On this edition of In Black America, producer/host John L. Hanson Jr. speaks with the Honorable Nathaniel R. Jones, of counsel with law firm Blank/Rome, LLP, retired judge with the U.S. Court of Appeals for the Sixth Circuit, and author of Answering the Call: An Autobiography of the Modern Struggle to End Racial Discrimination in America.
Judge Jones is an unsung hero of the civil rights movement. His story should serve as an inspiration to young and old alike who face discrimination because of their race, religion, sexual orientation or gender.
As the title states, the work is devoted to the life of an individual but it is also the story of a civil rights struggle and its impact on one man. Judge Jones’s path-breaking career was forged in the 1960s: as the first African-American assistant U.S. attorney in Ohio; as assistant general counsel of the Kerner Commission; and, beginning in 1969, as general counsel of the NAACP.
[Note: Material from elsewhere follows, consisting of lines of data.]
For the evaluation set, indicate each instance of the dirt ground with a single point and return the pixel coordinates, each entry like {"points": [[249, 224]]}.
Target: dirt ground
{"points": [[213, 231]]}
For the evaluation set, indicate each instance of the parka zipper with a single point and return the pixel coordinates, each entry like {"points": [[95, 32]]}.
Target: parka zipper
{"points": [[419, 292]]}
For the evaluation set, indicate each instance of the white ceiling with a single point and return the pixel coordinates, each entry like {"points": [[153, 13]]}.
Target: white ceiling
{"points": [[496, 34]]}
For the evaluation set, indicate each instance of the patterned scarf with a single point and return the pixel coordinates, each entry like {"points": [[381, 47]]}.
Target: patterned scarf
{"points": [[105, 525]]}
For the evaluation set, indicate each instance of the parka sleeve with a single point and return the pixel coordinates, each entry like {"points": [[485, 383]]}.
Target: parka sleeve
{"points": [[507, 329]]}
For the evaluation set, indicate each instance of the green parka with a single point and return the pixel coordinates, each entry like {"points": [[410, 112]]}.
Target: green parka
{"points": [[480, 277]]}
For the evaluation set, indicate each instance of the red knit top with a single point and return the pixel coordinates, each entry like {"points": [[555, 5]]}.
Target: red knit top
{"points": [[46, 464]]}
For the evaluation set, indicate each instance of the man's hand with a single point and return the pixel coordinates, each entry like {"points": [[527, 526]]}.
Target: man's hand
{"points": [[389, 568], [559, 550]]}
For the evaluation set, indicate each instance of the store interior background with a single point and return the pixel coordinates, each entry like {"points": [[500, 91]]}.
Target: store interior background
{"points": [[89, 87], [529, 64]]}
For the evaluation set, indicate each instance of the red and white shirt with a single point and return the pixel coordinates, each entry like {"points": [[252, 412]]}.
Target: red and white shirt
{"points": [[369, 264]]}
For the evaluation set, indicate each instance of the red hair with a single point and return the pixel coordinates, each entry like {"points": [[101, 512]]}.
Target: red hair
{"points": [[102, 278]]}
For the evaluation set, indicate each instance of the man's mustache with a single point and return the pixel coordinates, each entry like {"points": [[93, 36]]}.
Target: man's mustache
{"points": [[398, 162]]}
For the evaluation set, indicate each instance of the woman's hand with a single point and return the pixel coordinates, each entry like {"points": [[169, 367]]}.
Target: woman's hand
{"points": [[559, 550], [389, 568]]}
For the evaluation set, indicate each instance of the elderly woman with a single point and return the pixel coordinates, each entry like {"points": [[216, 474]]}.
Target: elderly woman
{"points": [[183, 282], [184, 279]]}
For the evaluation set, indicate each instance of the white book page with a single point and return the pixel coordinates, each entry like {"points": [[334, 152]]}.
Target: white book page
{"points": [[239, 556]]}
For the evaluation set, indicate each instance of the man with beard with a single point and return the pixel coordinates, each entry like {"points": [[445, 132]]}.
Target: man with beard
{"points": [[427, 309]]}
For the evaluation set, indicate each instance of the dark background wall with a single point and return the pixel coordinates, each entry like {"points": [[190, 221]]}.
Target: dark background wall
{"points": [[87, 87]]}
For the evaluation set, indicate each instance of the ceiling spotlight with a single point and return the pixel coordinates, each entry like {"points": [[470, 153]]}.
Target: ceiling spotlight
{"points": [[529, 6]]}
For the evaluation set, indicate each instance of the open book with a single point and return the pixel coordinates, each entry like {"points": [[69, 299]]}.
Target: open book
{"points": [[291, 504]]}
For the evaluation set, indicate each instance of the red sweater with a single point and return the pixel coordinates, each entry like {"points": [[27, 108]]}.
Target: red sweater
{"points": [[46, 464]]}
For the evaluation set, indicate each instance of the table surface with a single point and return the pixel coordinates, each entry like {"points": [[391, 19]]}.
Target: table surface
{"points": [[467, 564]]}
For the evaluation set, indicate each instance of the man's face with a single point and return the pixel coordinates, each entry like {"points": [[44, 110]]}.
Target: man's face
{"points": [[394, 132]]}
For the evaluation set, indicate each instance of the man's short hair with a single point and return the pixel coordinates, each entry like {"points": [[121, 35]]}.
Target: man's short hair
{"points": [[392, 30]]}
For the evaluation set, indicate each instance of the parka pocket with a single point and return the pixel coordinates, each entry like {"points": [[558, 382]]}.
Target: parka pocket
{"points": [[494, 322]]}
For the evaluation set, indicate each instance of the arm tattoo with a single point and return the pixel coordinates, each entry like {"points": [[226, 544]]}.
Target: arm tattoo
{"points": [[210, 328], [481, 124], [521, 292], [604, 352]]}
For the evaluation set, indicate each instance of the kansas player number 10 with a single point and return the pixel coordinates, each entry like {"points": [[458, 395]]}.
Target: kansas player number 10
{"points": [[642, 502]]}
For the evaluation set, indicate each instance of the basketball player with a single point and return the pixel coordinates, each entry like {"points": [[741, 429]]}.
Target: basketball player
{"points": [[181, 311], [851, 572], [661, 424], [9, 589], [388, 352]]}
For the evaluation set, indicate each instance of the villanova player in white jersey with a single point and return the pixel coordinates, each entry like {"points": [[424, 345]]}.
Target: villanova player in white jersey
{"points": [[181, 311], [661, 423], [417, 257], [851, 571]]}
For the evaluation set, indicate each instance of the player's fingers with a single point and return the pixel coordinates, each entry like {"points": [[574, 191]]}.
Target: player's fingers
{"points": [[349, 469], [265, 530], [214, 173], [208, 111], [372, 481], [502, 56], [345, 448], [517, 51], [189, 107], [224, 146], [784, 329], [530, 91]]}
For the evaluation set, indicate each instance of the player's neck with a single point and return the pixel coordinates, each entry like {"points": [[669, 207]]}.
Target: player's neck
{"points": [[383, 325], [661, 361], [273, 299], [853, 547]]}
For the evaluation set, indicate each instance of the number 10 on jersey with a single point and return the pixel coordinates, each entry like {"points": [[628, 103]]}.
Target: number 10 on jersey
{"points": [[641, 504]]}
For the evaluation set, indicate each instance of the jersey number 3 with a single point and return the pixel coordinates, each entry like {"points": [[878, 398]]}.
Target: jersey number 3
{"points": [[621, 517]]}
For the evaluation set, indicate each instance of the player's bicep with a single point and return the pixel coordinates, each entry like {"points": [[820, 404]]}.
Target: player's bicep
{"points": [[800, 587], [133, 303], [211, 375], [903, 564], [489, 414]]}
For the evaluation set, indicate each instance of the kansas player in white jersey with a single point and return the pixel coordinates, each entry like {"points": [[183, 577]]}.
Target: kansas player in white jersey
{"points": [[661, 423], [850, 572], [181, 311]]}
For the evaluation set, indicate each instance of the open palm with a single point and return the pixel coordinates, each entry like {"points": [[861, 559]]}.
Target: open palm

In that latter role, Jones coordinated attacks against Northern school segregation -- a vital, divisive and poorly understood chapter in the movement for equality -- twice arguing in the pivotal U.S. Supreme Court case Bradley v. Milliken, which addressed school desegregation in Detroit. He also led the national response to the attacks against affirmative action, spearheading and arguing many of the signal legal cases of that effort.